I have long been a huge fan of brooches. Over the past few years, they have made a major comeback, most likely because modern women have figured out what the women of past decades knew. They can be worn year-round without having to worry about the length of a chain over a turtleneck or how to dress up the LBD. Brooches go with any outfit and can be worn with everything from a jean jacket to an evening gown. They can be even be placed in your hair with hidden bobby pins. How they look best: worn in multiples.
-There are various styles of antique and vintage bracelets. In Victorian times, women followed the trends set by their stylish queen and wore wide black enameled bracelets on each wrist. The black enamel over gold was part of the dark and more somber jewelry that became so popular when Queen Victoria went into mourning after Prince Albert’s death. Pieces like these bracelets part of the look of mourning or memorial jewelry during this time. On a lighter note, wedding bracelets (two bangles which a women would wear on her wedding day and beyond) were also worn on both wrist and they were the reverse of the mourning styles: predominately gold with enamel tracing. These double bracelets often had sentimental floral designs which spoke to romance and new love.
-The wide cuffs were luckily also shown in silver which were engraved and featured buckles, corset motifs and the look of real French cuffs. Wonder Woman had nothing on the Victorians, particularly since the bracelets were fierce looking but lightweight enough to pile and stack on and still be able to move. If you can’t afford gold, then I would suggest definitely investing in the silver styles and moving into the golds.
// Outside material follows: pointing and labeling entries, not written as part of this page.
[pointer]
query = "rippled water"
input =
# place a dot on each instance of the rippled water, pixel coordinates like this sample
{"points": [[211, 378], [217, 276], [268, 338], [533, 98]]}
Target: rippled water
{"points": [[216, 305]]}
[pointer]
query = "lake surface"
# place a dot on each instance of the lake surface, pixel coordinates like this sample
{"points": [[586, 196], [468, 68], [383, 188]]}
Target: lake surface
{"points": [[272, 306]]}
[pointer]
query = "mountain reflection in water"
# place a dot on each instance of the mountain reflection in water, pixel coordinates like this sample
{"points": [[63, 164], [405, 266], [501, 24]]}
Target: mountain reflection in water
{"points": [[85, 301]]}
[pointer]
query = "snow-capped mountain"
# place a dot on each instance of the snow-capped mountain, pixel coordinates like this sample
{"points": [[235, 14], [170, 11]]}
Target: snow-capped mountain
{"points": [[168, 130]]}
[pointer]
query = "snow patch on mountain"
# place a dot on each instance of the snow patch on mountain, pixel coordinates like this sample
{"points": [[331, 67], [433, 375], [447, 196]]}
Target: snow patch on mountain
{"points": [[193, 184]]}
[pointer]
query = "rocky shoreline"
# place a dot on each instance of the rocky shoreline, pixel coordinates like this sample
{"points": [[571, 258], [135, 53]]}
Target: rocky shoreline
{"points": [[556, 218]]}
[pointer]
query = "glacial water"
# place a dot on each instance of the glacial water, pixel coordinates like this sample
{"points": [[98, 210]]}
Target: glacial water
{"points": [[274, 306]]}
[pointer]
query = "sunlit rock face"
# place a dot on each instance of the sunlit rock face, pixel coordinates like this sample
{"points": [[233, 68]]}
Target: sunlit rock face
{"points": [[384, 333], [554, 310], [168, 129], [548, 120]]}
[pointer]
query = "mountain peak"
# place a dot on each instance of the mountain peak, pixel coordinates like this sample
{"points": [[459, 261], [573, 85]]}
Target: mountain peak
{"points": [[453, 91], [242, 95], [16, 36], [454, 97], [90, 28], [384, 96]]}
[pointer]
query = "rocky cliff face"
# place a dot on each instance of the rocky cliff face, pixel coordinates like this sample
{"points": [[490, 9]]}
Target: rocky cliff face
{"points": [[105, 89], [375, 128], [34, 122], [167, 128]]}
-During Victorian times snake motifs held the meaning of eternal love due to Queen Victorian receiving one as an engagement ring. The trend evolved to all types of jewelry from bracelets to brooches to earrings This is a beauty of bracelet. It is is flexible with all blue enamel that is in excellent condition for its age, a moonstone and diamond head and ruby eyes. Keyamour features a range of snake bracelets in deep blue enamels, lighter blue enamels, turquoise and gold and a host of other styles from the Victorian into the Edwardian periods.
-Bracelets in the Edwardian/Belle Époque era became lighter and more flexible with the advent of platinum. We first saw platinum over 18K gold in the early parts of the period and then moved on to all platinum styles. The predominant looks were all white—diamonds and pearls in lacy openwork patterns that were dressier yet spread a welcome lightness across Europe after the heavier styles of the Victorians. Pieces took their inspiration from garland motifs and French embroideries.
Pendants and Necklaces
-There is nothing like a Georgian or Victorian fob to give an antique chain character, particularly when the chasing, engraving and gold work is as intricate as the ones pictured here. . The underside of these fobs often featured hardstone with family crests or initials. Most collectible are those with sentimental and symbolic imagery. Like signet rings, many of these fobs were used as seals to sign important papers or indicate a person’s hobbies and professions.
-Sentimental jewelry was all the rage during the first part of Queen Victoria’s reign, known as the Romantic Period, which lasted until Prince Albert’s death. During this time, messages and motifs of passion and promises of love were continually present. And what better to represent affairs of the heart than…a heart! They were created as charms, pendants, lockets and padlocks.
-Fringe diamond necklaces from the 1800s took on a few different proportions and were sometimes created in silver over gold with accent pearls. This version is all diamonds and is a perfectly proportion one which looks as current today as it did back in Victorian times. It is a style that has been revamped through the 20th century and modern designers continue to created contemporary renditions.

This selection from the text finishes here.